Open tienanh28122000 opened 1 year ago
ffmpeg modifies audio - applies dither. It might cause difference in results but not that big, only fraction of percent. If your WER changes that much probably your model is not good enough.
also readframes 4000 is equivalent to read(8000) since frame is 2 bytes
I've found the params that make the result different. The reason is: _subprocess.Popen(["ffmpeg", "-loglevel", "quiet", "-i", path, "-ar", str(SAMPLERATE) , "-ac", "1", "-f", "s16le", "-"], stdout=subprocess.PIPE) If I delete the params str(SAMPLE_RATE), the result from 2 methods is equal. But if I add the str(SAMPLE_RATE) into that func, WER reduce dramatically. Can you explain why the SAMPLE_RATE effect the most in this situation? Thank you very much!

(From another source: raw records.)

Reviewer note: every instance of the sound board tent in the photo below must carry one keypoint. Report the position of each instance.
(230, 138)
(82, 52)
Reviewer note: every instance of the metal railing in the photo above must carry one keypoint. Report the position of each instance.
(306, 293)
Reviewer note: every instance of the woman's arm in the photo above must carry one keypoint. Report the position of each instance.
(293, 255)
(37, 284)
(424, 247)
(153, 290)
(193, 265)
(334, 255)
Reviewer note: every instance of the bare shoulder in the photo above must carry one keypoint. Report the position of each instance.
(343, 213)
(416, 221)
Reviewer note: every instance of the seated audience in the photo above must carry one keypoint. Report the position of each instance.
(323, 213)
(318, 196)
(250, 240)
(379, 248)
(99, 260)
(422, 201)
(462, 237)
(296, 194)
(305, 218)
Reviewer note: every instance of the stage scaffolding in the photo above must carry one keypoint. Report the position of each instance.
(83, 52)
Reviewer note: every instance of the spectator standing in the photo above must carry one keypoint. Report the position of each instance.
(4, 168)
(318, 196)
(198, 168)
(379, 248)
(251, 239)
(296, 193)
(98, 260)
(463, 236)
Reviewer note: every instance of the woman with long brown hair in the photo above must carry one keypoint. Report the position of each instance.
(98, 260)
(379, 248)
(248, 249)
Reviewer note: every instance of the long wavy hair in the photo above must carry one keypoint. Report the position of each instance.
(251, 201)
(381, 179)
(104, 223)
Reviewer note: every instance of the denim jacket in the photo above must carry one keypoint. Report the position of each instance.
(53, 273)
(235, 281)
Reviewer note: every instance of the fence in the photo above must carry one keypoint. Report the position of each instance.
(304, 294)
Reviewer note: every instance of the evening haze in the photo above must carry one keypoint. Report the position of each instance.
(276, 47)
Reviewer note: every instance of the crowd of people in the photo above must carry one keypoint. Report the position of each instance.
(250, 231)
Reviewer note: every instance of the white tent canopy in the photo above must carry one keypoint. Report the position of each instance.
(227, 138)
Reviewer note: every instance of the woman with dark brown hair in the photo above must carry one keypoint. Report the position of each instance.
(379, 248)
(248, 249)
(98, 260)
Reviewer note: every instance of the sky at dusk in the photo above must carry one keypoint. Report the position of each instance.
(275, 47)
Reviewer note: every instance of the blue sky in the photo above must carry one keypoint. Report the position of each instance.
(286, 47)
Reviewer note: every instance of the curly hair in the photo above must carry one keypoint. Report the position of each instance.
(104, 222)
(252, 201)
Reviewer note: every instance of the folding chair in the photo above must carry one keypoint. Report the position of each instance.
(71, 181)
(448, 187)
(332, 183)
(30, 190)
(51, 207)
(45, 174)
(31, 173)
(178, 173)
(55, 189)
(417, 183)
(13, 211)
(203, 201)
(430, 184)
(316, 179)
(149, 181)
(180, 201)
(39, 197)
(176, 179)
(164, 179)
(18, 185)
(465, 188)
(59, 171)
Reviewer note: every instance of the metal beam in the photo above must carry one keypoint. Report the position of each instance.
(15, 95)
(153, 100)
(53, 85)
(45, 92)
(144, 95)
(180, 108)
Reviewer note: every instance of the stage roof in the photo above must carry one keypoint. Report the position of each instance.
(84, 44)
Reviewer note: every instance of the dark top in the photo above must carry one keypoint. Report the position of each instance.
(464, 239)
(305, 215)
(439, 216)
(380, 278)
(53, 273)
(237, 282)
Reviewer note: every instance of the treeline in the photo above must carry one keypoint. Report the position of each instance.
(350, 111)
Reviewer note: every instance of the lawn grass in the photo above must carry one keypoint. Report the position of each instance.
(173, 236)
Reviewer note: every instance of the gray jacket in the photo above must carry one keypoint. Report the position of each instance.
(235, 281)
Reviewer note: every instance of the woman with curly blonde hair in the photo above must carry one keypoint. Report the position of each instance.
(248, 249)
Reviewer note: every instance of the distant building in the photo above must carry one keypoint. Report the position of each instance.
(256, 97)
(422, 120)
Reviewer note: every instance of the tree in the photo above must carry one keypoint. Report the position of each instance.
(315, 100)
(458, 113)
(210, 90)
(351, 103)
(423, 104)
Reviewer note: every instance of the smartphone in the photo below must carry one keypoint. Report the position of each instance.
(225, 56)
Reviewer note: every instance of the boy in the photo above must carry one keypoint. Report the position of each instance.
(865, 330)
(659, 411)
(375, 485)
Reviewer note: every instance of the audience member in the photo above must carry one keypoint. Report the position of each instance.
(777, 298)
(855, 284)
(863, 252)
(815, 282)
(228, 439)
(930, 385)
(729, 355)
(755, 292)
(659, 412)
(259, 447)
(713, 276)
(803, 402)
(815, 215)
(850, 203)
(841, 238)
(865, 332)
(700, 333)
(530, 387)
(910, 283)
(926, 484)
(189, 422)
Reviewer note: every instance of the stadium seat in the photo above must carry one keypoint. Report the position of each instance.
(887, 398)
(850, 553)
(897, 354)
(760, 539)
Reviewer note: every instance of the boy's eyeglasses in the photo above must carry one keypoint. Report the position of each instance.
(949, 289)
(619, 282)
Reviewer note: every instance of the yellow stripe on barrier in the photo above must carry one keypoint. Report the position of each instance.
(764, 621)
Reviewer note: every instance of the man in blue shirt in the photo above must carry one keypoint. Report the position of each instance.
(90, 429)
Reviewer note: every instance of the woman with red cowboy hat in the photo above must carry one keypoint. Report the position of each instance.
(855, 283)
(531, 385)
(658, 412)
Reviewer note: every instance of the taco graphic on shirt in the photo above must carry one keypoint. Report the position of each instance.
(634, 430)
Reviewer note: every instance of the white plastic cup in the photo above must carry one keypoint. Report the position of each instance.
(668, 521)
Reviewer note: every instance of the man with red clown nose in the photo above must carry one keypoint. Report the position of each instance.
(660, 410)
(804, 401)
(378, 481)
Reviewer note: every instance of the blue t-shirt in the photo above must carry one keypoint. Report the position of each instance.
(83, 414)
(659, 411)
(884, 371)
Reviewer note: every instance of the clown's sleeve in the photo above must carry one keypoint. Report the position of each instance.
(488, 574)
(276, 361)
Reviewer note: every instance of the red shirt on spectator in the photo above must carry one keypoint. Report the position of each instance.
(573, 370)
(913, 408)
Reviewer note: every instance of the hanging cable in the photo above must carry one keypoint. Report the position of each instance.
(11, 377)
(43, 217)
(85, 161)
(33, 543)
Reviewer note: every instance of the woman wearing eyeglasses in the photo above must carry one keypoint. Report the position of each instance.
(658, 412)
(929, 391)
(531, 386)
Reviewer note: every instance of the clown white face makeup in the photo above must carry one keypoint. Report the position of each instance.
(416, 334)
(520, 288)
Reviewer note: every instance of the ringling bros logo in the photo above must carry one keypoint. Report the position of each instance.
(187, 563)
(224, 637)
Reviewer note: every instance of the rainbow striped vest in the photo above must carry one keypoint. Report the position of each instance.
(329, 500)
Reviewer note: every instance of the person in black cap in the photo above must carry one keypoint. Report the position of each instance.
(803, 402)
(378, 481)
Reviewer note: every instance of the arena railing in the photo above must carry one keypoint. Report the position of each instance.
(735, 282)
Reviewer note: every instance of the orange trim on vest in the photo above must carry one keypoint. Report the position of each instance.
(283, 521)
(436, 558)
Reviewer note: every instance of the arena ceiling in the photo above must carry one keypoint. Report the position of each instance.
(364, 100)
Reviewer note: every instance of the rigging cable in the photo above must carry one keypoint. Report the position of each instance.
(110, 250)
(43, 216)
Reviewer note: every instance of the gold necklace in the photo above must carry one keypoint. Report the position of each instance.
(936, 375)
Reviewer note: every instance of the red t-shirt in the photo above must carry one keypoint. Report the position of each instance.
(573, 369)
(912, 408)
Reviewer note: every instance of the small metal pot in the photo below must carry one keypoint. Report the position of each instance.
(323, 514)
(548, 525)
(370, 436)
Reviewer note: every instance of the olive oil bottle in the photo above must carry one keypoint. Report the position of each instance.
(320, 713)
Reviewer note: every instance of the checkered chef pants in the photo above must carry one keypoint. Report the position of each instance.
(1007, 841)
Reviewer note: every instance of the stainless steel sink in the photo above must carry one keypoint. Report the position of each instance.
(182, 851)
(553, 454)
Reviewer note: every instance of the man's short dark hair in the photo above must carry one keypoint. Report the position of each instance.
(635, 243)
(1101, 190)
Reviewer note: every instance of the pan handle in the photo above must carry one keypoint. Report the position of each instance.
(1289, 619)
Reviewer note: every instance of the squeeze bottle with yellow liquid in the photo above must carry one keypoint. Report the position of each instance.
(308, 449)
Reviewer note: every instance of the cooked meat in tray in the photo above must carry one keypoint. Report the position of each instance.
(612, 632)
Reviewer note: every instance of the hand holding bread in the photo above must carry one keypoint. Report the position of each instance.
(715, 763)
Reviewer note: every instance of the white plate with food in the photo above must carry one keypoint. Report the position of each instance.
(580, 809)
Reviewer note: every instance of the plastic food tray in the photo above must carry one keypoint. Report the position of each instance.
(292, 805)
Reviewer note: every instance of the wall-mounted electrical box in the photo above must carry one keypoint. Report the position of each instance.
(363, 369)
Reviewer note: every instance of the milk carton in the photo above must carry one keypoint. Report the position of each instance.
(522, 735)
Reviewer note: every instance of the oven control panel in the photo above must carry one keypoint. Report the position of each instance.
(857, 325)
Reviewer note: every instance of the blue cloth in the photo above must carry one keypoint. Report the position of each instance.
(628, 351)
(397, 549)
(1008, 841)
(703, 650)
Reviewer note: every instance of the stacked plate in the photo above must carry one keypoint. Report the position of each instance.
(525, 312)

Hi everyone, I've found that if we change the method to read the audio file (from WAVE to FFMPEG), the WER increase dramatically. When I use WAVE to read audio files (4000 utts), the WER is 9.64%. But when I use FFMPEG instead, the WER is decreased to 4.77%. Can you explain why the difference exist? Btw, I've printed the result of each method when reading audio (process.stdout.read(4000) and data = wf.readframes(4000)) and the result was different.